Roche is buying (again): extends biotech shopping spree with $8.3B InterMune buyout

Roche has won the behind-the-scenes auction for InterMune ($ITMN) and its late-stage drug for idiopathic pulmonary fibrosis, announcing Sunday that it is buying up the U.S. biotech for $8.3 billion.

Market rumors have been flying for weeks that Roche ($RHHBY) and Sanofi ($SNY) were in a bidding war for the Brisbane, CA-based biotech, circling the IPF drug pirfenidone, which is widely expected to grab a blockbuster share of the market. The drug is OK'd in the EU and Canada and has a breakthrough drug designation at the FDA, leaving most analysts expecting a near-term entry into the big U.S. market by the PDUFA date looming in November.

Roche is paying $74 per share for the company, which has seen its stock price gyrate upwards on the market buzz that InterMune signed on Goldman Sachs and Centerview Partners to advise it on bids from the two Big Pharmas as well as Actelion and GlaxoSmithKline ($GSK). Novartis ($NVS) and Gilead ($GILD) have also been mentioned as possible buyers over the last couple of years, helping stoke the auction process as InterMune moved closer to a key market approval.

Even at a 38% premium over the swelled share price posted on Friday, the buyout fits neatly into Roche's emerging business development strategy: Buying bolt-on companies and drugs and, in this case, expanding its presence in the respiratory drug market. That's common for many Big Pharma companies, but Roche hasn't been much of a biotech buyer since it finished its big deal for Genentech in 2009. That changed in recent months, though. There was a $1.7 billion Genentech deal for Seragon's cancer therapy as well as the recent $450 million Santaris RNAi buyout for its pRED group based in Basel--all amid strong rumors that it could switch gears and buy out the equity in Chugai it doesn't already own. CEO Severin Schwan, who ruled out a deal for Chugai earlier in the year, has been emphatic recently that these kinds of smaller biotech buyouts are key to the company's future. And pRED chief John Reed--who helped reorganize the big research group in Europe--was adamant at the J.P. Morgan meeting in January that the company started the year with a fresh appetite for a string of deals in 2014.

Not everyone on the Street, though, likes the numbers involved in this particular deal.

"Investors will likely call into question the price that ROG will pay – a hefty $8.3B," noted Bernstein's Tim Anderson. "This is for a company with one drug where the competitive landscape in IPF probably gets tougher over time, not easier.  ITMN's stock has, in fact, been the subject of two recent broker downgrades because of its higher valuation…ITMN's valuation reflects an unfortunate reality in the world of biotech M&A – good assets (especially late-stage ones) don't come cheap, and drug companies are generally either forced to pay a high price or walk away empty handed. Roche faces another hurdle that its other pharma peers don't – because of its share class structure, returning cash by doing share buybacks is more difficult."

IPF is a rare and lethal disease, but with a relatively large population for the orphan therapy field. Patient groups say there are about 128,000 diagnosed cases in the U.S., with tens of thousands of patients newly diagnosed every year. Scarring in the lungs starves the brain and other organs of oxygen, and as of now there are no approved drugs for the disease in the U.S.
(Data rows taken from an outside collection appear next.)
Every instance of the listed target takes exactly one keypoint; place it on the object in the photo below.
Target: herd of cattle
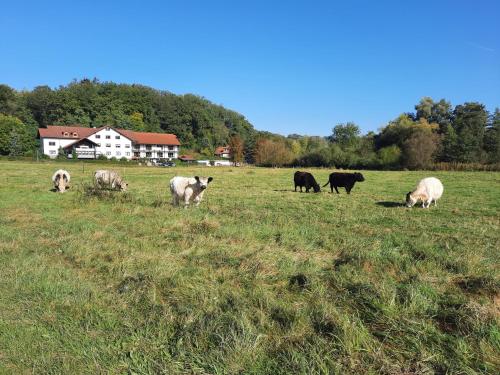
(191, 189)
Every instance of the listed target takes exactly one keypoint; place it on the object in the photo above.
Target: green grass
(258, 279)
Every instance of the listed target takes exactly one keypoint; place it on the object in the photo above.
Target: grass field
(258, 279)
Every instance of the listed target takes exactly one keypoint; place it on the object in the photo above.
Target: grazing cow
(428, 189)
(305, 179)
(345, 180)
(105, 179)
(188, 189)
(60, 180)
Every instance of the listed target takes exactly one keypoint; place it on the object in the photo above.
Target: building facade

InterMune has had to come back from a regulatory rejection in 2010, but posted positive data from a new Phase III study that positioned its top drug as a leader in the field. Now analysts expect the drug approval to trigger a sales launch at the beginning of 2015, leaving it ahead of rival Boehringer Ingelheim, which has been advancing nintedanib through its own late-stage trial.

Back in the spring of this year InterMune outlined data demonstrating that patients taking pirfenidone did much better than the placebo arm on forced vital capacity, a standard measure of performance known as FVC. After a year of therapy, 16.5% of the patients in the drug group had registered a 10% or greater decline in FVC--enough to seriously increase the risk of mortality--compared to 31.8% of the placebo group. Pirfenidone also cleared the bar on a secondary endpoint based on a 6-minute walk test while failing another secondary goal for shortness of breath.

Experts in the field were quick to herald the unprecedented results as groundbreaking, noting that current therapies for IPF can only blunt the symptoms of the disease, rather than change its deadly trajectory. 

Significantly, there appears to be a continuing role for InterMune's R&D team. The companies said in a joint statement that they are planning a "smooth transition," adding InterMune's staffers to the Roche organization as they continue work on the biotech's drug development projects. Just about all of the company's eggs are in the pirfenidone basket, though, with two ongoing Phase II follow-up studies of the drug currently underway.